Вечерней и утренней порой или в жаркий солнечный день, когда светловодную рыбу – хариуса, ленка и тайменя – одолевает водяной клоп, здесь слышен беспрестанный плеск, будто из пугачей стреляют. Хвосты тайменей раскаленными мечами рубят отливающую синевой струю Ознобихи. Хариусы, осатаневшие от клопиных укусов, сигают, бьются о воду.
Только поздней ночью затихают хлопки и всплески. И тогда явственно слышно, как дробно рассыпаются брызгами ключи, выбегающие из скал на верхних навесах, яростно клокочет Ознобиха и ворчит забросанная камнями, непокорная Мара.
Возле речки Ознобихи нет ни смородинника, ни черемушника. Она так же неприветлива, обнажена, как и скалы, родившие ее. Но, должно быть, в средине этих с виду мертвых скал, в темных тайниках, хранится что-то целебное. При выходе многих ключей накипели сероватые и ржавые наросты, похожие на березовую губу.
По-здешнему это называется каменным маслом. Рискуя жизнью, самые отчаянные знахари карабкаются на скалы, отколупывают каменное масло и пользуют им от всех немочей деревенский люд.
Мара виляла меж камней, торчавших то там, то тут из воды, прикидывалась тихоней, а потом, словно вспомнив о своем крутом нраве, вдруг сердито бросалась на скалы, с шумом била, как таранами, бревнами о камни. Бревна устрашающе гудели, образовывали тороса, набивались в расщелины, оседали на камнях и многочисленных перекатах. Только самые скользкие, самые юркие бревна проскакивали эти восемь километров, да и они выплывали из этой дыры побитые, с облупленной корой, с отколотыми ощепинами.
Ознобиха! Хорошо тем людям, которые могут проплыть мимо нее быстрехонько, не оглядываясь, а еще лучше тем, кто может обойти гиблое место стороной. Но сплавщикам этого делать нельзя. У сплавщиков возле Ознобихинского перевала самая трудная работа.

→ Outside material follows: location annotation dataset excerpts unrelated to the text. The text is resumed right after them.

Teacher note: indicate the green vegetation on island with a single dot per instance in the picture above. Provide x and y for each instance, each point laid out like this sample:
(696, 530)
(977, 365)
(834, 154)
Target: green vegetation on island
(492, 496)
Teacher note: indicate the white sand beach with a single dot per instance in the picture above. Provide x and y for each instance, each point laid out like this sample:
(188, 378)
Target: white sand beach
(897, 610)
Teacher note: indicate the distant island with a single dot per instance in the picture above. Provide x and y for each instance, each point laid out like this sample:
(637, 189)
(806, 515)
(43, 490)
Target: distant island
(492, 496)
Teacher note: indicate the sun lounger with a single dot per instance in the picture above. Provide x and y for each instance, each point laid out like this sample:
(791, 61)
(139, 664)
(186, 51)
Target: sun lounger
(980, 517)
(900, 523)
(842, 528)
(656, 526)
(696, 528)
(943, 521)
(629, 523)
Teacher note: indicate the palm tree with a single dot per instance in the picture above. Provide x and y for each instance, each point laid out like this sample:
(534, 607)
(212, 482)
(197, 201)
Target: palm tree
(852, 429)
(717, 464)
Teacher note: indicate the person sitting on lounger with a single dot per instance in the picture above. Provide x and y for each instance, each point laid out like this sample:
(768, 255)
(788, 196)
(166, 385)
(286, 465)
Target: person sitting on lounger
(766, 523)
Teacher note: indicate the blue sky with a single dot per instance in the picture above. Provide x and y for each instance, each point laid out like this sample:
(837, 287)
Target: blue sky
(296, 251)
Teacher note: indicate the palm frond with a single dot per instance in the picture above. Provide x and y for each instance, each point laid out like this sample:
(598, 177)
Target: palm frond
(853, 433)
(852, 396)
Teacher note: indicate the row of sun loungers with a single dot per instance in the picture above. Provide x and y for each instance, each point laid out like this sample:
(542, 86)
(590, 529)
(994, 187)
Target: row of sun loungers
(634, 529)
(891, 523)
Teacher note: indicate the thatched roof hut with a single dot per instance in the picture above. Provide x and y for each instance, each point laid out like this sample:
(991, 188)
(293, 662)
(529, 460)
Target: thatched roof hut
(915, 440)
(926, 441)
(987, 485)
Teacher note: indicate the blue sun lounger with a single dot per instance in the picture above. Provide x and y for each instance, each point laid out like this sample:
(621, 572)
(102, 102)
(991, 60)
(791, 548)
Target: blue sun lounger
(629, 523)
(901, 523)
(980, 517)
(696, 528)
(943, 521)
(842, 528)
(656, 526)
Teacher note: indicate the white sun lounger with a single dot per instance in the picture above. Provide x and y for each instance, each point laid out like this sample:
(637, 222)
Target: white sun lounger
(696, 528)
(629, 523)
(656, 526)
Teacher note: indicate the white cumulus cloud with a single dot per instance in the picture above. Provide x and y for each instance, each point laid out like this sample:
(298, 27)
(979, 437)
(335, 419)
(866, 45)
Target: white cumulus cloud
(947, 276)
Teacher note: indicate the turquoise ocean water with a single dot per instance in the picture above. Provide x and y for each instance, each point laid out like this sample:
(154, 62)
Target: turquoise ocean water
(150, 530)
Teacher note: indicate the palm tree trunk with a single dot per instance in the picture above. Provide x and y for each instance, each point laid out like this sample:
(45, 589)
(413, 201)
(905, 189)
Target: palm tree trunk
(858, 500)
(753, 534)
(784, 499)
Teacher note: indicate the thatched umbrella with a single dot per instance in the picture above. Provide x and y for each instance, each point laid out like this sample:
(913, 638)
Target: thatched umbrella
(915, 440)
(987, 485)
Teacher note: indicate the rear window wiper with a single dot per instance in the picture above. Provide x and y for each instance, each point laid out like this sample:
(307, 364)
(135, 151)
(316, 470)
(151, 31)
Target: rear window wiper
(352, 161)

Каждый год к перевалу высылали людей на помощь молевой бригаде. А нынче их здесь почему-то не оказалось. Трифон Летяга все больше хмурился, но еще надеялся, что люди придут, и обнадеживал своих товарищей. Они ругались и кляли начальство, Ознобиху и всех, кто подвернется под руку. Всем хотелось поскорей отсюда выбраться.

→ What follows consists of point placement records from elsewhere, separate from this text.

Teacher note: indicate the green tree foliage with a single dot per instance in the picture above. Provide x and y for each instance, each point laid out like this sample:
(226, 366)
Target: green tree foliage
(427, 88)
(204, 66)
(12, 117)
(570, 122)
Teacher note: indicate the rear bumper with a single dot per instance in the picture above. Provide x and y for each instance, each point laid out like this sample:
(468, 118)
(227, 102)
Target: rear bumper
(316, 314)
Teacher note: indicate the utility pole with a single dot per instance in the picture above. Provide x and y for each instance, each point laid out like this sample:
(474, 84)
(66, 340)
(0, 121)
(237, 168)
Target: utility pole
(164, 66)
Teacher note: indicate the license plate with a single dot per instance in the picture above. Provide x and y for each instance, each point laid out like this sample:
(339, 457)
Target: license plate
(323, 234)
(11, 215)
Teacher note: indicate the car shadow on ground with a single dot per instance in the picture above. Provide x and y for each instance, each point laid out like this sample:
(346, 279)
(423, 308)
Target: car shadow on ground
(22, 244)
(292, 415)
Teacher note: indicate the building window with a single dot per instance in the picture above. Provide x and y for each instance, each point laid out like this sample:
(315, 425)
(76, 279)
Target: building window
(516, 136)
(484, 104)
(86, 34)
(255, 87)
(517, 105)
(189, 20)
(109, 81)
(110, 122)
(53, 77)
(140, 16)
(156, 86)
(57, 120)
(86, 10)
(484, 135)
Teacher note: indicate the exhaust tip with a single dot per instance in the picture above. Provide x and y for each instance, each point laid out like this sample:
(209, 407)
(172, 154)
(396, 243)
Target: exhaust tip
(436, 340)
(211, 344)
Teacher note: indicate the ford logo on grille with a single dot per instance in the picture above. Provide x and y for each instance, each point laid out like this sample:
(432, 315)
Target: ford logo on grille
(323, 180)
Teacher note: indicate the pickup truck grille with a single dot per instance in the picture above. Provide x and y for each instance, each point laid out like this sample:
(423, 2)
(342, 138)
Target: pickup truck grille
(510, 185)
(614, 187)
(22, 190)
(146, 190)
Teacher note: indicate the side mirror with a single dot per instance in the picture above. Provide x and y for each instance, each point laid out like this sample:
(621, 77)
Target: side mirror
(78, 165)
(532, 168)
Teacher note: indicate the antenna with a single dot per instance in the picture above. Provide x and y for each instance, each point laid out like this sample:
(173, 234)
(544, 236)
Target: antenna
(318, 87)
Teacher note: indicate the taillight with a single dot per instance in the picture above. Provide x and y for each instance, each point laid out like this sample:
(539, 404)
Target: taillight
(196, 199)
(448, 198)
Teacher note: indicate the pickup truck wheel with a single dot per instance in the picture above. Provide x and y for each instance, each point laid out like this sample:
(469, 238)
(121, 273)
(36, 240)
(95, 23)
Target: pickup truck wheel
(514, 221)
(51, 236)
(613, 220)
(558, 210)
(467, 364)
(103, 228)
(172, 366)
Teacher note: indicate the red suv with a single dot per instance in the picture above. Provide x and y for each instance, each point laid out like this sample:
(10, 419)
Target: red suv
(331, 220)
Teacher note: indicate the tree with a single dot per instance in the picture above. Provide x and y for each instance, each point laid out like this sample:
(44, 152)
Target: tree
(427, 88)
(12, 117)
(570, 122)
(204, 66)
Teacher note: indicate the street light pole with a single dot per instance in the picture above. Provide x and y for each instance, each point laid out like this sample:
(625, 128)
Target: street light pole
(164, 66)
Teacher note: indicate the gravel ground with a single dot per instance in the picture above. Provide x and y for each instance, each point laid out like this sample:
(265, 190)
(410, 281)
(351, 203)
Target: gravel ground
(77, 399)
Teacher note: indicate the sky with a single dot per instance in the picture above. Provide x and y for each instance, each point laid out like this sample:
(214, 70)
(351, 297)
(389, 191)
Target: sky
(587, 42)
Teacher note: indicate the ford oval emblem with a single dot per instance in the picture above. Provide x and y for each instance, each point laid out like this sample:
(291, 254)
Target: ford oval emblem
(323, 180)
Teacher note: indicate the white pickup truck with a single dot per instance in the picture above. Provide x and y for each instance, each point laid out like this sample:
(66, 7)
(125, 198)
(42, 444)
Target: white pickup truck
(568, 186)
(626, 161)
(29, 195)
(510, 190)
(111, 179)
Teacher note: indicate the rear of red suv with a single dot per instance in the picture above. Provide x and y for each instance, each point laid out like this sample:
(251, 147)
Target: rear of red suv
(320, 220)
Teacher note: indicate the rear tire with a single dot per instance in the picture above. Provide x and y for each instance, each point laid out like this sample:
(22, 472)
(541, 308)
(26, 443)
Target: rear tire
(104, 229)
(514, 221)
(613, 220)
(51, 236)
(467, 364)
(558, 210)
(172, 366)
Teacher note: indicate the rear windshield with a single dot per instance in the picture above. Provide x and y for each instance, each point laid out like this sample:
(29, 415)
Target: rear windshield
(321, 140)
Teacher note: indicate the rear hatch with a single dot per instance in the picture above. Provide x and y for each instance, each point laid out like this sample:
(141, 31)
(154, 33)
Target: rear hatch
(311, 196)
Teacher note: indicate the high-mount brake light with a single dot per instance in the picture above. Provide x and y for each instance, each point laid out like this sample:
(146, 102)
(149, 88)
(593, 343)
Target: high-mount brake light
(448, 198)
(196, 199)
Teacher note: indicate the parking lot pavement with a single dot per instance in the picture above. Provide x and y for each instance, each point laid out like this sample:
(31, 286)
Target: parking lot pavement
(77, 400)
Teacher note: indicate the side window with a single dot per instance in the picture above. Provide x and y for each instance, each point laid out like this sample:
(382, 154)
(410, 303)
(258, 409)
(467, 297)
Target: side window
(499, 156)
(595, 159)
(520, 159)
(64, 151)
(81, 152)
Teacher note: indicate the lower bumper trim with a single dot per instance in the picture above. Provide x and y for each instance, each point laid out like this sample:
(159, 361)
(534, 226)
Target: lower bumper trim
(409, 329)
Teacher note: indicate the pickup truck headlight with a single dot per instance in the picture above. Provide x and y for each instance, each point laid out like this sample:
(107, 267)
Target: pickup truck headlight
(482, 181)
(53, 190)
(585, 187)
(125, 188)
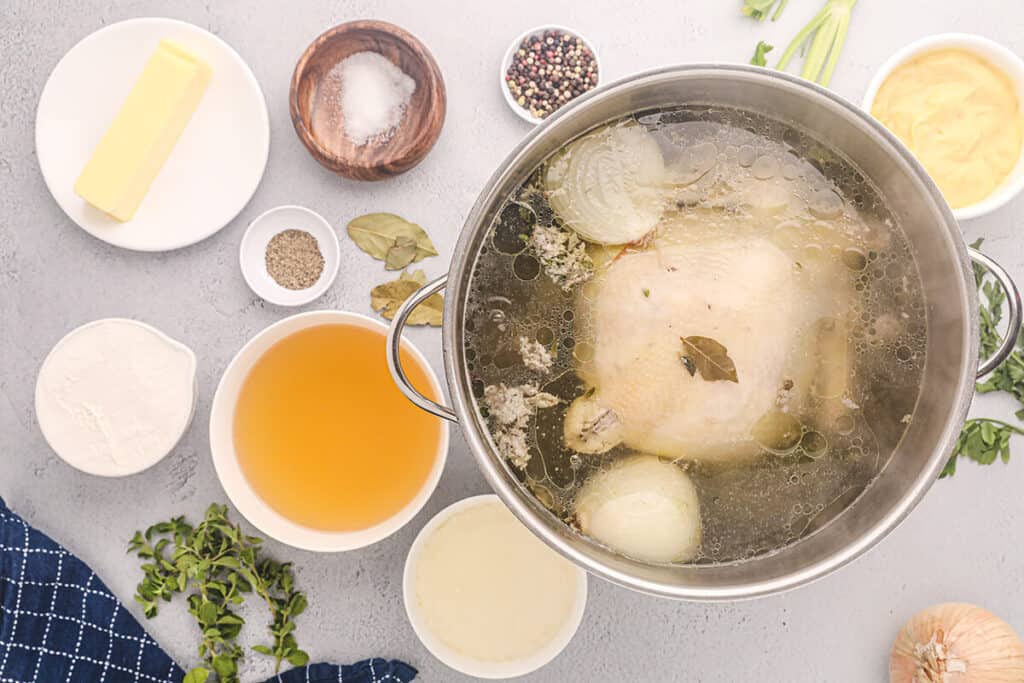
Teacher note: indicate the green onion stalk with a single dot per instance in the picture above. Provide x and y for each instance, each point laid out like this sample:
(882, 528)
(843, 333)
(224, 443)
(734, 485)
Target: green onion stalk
(826, 33)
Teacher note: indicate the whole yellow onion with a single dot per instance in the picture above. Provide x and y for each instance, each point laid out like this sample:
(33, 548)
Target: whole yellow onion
(955, 642)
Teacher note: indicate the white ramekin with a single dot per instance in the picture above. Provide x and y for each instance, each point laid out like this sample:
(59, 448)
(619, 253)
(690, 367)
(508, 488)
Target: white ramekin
(457, 660)
(229, 472)
(999, 56)
(521, 112)
(252, 253)
(153, 458)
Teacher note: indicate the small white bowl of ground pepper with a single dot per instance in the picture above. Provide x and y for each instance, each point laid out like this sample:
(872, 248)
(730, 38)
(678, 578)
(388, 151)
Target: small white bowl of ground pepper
(545, 69)
(289, 255)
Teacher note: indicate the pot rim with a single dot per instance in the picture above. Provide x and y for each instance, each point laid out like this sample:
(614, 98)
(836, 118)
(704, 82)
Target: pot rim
(492, 467)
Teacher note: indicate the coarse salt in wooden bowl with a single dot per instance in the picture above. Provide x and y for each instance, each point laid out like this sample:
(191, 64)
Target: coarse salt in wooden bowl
(316, 111)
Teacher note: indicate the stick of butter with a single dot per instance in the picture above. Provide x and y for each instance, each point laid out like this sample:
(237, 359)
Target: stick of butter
(152, 118)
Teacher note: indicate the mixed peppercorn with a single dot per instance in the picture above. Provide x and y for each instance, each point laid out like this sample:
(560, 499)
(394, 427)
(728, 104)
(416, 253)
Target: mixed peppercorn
(549, 70)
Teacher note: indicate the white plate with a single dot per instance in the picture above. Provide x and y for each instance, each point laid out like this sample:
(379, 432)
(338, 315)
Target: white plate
(214, 168)
(252, 253)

С утра до позднего вечера слышался сплавщицкий напев у Ознобихинского перевала. И уже без шуток, присказок, которые, как звенья цепи, целый день вяжутся к незамысловатому «Ой, да еще разок!».
Шли дожди. Под скалами по утрам лежал застойный туман и кружились лепехи шипучей пены. Только к полудню туман поднимался по расщелинам и распадкам к самым вершинам. Но и в вязком тумане слышалось:
Катились с камней бревна, гулко сшибались, громыхая и бухая. Бестолковыми табунами кружились подле утесов, в суводях и водоворотах и снова наползали одно на другое, образуя высокие тороса.